A new concept was bought into light by Iain Stewart to implement coin burning, called Proof-of-burning. Proof-of-burn simply works by burning its coins or tokens to serve incentives to its nodes and motivate them to act as good entertainers on the blockchain. In this Proof-of-burn concept, if miners need the right to mine or want more blocks to mine, the miners have to send their coins or tokens to an eater address. When miners burn their coins, depending on how much they burn, the algorithm selects the miner to mine the block. The more a miner burns his coins, the higher the chance of getting blocks to mine.

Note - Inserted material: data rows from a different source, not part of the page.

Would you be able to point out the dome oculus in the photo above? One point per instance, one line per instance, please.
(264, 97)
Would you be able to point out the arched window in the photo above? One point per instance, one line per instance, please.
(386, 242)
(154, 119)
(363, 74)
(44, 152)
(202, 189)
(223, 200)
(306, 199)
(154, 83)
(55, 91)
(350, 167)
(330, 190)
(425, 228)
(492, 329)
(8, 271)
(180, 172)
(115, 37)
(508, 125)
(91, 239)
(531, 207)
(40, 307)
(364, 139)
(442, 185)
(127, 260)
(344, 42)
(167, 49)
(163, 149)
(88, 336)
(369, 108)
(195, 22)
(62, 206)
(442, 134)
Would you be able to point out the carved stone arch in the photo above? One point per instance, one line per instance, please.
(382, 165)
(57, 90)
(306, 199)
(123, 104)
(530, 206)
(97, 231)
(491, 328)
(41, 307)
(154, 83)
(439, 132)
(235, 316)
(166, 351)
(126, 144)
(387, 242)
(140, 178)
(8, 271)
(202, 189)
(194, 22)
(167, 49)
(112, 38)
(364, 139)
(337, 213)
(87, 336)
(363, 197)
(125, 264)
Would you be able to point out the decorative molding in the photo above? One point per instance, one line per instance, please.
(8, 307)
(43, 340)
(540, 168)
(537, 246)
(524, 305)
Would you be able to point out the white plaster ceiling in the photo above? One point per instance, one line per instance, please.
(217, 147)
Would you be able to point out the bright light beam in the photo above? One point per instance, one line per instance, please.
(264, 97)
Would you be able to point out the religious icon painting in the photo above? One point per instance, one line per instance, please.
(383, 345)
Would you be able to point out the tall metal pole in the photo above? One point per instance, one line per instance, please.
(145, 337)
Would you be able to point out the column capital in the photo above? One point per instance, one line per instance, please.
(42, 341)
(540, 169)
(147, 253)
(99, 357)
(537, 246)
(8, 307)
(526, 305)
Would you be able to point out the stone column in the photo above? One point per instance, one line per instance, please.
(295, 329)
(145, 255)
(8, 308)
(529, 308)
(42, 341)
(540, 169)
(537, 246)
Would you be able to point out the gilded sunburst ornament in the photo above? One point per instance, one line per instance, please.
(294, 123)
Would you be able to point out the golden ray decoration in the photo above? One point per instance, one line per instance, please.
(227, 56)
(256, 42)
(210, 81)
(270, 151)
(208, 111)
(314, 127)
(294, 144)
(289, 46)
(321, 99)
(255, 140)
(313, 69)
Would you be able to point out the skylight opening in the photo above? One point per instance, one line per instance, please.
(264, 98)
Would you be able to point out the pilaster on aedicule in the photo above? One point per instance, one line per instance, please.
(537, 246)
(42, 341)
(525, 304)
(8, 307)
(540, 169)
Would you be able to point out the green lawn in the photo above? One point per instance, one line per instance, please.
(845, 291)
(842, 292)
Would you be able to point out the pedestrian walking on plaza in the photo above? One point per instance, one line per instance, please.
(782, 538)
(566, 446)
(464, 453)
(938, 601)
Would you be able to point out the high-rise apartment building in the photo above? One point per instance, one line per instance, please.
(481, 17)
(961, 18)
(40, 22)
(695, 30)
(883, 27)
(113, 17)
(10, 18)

Almost all cryptocurrencies are burned but in different manners. For instance, when a bag of coffee is sold at Shiba Inu’s coffee company, 10% of the company’s profit is burnt in SHIB burning. Other cryptocurrencies like Ethereum, after the London Hard Fork, burns 3.17 Ethereum every single minute, whereas SafeMoon follows a tax system & applies a 10% tax on every transaction, i.e., burning an average of $7000 worth of tokens every day.
The influence of coin burning on markets hasn’t been proven yet, but some believe that, when approached theoretically, coin burning should result in stabilizing the market and the prices for the cryptocurrency as well. However, coin burning is an important factor for investors as it hints that the prices or the market of the cryptocurrency will stabilize itself and it may serve them with increased profits. It should be kept in mind that coin burning, alone, doesn’t signify if that cryptocurrency is worth investing in or not.